Elevated preoperative serum alpha-fetoprotein levels have predictive value for hepatocellular carcinoma survival.

Resumen
Introducción

Los niveles séricos de alfafetoproteína (AFP) preoperatoria pueden tener valor predictivo para la sobrevida del hepatocarcinoma (HCC).

Objetivo

Analizar la correlación entre los niveles séricos de AFP preoperatoria y la sobrevida posterior al tratamiento quirúrgico del HCC.

Métodos

Diecinueve pacientes fueron seguidos prospectivamente (julio del 2005-enero del 2016). Se realizó una curva ROC para determinar la sensibilidad y la especificidad de la AFP con relación con la sobrevida (Kaplan-Meier).

Resultados

Se evaluó a 19 pacientes, 57.9% hombres, edad media 68.1 ± 8.5 años con sobrevida a 1, 3 y 5 años del 89.4, el 55.9 y el 55.9%. El punto de corte de AFP fue 15.1 ng/ml (sensibilidad 100%, especificidad 99.23%). Los niveles preoperatorios de AFP menores de 15.1, 200, 400 y 463 ng/ml correlacionaron con mejor sobrevida a 1 y 5 años que niveles mayores de AFP (p < 0.05).

Conclusiones

Los niveles séricos preoperatorios elevados de AFP tienen valor predictivo en relación con la sobrevida de HCC.

Keywords
Hepatocellular carcinoma, Liver resection, Alpha-fetoprotein, Survival
Palabras clave
Hepatocarcinoma, Resección hepática, Alfafetoproteína, Sobrevida
Introduction

Hepatocellular carcinoma (HCC) represents 4% of cancers diagnosed worldwide and it is the fifth most common cancer in the world.1 In Mexico, its incidence has increased over the past decades.2

Serum alfa-fetoprotein (AFP) is the most important marker for HCC diagnosis.
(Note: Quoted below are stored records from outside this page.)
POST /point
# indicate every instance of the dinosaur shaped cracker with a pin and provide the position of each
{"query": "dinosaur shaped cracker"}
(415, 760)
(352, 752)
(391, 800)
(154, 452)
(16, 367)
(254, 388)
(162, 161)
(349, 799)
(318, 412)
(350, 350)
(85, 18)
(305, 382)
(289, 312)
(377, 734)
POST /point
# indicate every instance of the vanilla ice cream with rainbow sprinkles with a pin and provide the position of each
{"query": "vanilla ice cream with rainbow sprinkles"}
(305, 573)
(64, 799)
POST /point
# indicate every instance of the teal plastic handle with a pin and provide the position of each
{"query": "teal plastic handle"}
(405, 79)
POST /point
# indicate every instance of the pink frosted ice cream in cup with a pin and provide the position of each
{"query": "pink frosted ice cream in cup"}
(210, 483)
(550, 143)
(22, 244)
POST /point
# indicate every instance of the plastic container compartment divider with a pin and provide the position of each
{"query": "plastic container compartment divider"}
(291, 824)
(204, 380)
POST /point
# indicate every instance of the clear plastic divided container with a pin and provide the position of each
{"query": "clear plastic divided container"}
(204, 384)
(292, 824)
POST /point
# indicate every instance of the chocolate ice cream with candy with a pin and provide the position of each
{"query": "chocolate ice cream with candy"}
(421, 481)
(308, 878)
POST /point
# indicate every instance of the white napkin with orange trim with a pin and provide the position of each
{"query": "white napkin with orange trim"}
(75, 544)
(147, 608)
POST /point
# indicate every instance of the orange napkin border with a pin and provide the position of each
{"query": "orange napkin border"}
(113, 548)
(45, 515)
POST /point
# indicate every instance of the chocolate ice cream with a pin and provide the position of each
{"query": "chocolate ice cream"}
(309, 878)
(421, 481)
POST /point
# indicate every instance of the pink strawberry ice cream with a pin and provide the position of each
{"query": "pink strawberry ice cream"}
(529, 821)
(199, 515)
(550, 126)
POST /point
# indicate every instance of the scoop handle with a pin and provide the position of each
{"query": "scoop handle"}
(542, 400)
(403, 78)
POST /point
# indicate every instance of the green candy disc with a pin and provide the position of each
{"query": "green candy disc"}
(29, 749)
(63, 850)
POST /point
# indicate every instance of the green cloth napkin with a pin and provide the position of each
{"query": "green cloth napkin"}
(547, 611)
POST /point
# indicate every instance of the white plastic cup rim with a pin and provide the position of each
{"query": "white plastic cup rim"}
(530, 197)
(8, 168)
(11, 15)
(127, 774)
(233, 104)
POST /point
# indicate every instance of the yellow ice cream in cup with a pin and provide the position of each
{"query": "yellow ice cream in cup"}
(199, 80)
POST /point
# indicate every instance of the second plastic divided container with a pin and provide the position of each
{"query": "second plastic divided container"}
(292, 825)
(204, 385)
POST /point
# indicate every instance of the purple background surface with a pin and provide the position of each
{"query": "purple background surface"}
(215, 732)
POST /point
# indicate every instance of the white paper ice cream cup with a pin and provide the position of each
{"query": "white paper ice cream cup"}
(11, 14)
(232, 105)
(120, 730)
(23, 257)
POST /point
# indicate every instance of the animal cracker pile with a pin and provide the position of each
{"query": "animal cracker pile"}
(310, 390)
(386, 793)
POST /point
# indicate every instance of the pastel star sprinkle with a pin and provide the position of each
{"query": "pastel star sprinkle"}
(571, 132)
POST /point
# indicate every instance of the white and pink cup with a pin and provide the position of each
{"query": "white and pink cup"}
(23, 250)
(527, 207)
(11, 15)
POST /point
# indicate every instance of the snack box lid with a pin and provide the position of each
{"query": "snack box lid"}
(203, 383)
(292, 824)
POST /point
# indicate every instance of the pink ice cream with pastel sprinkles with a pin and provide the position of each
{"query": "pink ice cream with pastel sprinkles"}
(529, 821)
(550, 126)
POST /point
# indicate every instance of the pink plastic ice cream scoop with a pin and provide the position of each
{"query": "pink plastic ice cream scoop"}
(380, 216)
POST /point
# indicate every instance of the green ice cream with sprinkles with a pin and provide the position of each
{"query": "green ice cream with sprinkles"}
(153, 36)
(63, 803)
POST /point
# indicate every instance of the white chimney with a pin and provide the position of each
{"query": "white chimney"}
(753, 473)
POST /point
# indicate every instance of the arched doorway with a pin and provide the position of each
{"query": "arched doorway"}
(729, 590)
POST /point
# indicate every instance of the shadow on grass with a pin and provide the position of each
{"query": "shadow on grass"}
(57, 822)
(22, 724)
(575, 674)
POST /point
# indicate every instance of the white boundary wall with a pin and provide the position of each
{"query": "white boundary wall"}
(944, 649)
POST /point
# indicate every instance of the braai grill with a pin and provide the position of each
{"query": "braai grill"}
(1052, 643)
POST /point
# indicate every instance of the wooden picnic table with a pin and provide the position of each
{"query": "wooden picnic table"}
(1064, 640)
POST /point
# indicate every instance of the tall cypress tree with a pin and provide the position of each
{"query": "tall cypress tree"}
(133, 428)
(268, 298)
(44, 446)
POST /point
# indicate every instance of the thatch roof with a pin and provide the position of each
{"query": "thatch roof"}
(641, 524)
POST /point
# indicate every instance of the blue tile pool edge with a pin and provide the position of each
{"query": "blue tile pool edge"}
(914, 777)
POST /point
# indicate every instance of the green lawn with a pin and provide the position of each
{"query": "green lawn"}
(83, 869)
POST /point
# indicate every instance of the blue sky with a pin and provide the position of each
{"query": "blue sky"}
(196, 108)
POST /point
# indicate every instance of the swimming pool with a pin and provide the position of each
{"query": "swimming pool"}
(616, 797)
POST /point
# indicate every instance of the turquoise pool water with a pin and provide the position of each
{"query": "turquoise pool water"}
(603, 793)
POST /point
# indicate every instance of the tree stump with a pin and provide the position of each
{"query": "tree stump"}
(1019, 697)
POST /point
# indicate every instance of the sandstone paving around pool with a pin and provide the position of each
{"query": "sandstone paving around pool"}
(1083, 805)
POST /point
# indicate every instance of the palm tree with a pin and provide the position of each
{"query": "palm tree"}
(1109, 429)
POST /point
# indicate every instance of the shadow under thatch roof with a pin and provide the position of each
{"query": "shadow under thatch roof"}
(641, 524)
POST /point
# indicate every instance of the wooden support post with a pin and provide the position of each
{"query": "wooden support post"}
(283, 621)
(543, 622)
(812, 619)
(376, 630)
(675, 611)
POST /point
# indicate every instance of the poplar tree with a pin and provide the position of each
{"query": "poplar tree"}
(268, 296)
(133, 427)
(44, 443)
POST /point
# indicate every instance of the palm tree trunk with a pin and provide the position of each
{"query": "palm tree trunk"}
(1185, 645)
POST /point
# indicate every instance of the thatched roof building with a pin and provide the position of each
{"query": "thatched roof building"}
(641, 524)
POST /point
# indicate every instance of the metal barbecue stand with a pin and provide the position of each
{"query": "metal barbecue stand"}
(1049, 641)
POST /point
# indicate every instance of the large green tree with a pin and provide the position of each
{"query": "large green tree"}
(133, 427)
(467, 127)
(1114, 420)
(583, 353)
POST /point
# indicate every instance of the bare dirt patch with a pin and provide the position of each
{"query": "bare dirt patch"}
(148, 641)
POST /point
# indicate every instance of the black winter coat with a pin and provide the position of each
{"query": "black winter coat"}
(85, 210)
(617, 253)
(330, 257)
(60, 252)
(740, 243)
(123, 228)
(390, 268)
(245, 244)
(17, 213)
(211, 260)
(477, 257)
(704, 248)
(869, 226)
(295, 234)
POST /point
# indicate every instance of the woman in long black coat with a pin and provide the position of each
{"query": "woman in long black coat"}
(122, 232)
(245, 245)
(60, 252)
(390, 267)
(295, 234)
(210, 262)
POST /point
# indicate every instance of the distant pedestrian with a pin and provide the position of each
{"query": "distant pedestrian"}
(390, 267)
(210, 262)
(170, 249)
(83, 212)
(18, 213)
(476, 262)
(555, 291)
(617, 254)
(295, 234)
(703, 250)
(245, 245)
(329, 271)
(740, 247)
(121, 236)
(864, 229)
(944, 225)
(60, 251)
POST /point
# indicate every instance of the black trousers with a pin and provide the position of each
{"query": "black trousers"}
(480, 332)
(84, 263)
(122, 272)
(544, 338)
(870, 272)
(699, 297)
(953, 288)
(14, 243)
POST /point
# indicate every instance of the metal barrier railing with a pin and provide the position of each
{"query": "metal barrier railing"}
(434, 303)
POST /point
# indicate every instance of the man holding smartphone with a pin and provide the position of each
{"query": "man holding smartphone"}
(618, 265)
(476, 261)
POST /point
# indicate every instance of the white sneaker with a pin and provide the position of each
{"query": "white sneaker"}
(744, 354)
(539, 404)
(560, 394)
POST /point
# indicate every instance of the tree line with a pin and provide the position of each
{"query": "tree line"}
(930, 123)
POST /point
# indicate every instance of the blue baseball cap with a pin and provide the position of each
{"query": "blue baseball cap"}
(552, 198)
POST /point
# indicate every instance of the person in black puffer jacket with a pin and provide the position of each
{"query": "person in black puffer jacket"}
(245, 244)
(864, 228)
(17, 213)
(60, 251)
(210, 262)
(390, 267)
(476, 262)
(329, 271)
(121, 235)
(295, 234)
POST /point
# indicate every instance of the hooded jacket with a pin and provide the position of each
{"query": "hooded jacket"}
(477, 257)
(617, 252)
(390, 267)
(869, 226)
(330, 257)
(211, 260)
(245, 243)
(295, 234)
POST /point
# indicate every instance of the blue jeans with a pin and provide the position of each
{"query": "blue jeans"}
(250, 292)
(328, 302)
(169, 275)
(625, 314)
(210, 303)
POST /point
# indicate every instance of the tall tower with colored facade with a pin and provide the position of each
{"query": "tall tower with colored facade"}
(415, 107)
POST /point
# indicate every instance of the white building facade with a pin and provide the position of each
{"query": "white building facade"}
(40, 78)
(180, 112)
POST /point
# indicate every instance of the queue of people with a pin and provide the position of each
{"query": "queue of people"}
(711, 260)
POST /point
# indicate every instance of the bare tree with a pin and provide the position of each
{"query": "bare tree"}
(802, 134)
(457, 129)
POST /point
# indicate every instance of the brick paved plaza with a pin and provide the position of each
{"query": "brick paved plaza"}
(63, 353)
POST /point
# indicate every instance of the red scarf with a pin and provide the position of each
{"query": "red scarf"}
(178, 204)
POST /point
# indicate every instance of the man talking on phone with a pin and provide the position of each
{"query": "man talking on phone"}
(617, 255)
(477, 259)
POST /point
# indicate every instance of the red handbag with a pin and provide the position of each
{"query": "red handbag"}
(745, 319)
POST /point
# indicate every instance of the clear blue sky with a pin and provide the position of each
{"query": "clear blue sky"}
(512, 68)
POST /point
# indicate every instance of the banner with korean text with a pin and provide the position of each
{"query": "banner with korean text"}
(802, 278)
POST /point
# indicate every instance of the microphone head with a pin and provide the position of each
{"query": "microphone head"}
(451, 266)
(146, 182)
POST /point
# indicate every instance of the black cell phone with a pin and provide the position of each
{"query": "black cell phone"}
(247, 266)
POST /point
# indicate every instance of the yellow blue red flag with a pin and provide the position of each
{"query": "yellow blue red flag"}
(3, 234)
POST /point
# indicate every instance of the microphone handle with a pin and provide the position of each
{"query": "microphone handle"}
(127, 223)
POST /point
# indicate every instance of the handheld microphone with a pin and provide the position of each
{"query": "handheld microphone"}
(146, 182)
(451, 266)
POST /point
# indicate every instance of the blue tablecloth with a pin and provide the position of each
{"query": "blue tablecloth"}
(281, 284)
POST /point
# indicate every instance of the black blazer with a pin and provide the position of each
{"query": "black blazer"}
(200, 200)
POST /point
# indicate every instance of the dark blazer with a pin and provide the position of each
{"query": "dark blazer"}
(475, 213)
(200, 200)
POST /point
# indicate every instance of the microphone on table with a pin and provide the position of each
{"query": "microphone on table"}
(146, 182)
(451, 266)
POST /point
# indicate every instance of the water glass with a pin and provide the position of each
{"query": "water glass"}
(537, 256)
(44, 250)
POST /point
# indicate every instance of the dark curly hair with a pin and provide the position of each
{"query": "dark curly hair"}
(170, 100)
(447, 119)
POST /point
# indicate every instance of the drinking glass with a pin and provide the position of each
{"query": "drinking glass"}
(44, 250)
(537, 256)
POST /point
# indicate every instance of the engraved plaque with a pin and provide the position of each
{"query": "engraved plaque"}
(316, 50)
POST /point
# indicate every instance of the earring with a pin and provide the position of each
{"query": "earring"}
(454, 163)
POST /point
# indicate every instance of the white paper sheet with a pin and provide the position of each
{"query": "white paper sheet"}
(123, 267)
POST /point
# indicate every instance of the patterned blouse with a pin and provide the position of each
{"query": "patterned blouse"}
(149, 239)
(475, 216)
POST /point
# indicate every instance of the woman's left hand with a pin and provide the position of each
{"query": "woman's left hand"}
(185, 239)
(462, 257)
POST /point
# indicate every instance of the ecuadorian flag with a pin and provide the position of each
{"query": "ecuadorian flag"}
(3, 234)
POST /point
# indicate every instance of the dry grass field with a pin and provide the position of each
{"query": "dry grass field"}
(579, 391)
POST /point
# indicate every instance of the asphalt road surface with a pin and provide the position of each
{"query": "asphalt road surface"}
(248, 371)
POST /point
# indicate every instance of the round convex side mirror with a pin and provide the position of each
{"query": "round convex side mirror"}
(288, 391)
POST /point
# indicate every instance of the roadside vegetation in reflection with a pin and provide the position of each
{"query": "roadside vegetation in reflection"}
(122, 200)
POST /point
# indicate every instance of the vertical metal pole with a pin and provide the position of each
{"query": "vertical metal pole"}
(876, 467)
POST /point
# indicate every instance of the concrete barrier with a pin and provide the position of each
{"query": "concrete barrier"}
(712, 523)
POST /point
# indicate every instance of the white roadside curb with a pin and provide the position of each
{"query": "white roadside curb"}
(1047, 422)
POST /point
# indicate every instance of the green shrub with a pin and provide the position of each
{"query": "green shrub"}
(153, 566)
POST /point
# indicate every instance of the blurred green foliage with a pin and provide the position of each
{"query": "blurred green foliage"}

Some experts regard AFP levels > 200 ng/ml as diagnostic for HCC, whereas others consider the figure to be AFP levels > 400 ng/ml.3 Elevated AFP levels have been linked to large bi-lobular lesions and portal vein thrombosis,4,5 and AFP levels have been reported to have predictive value for HCC survival and recurrence.4–6 However, there is no consensus on the value of preoperative AFP for predicting survival and recurrence after liver resection in HCC.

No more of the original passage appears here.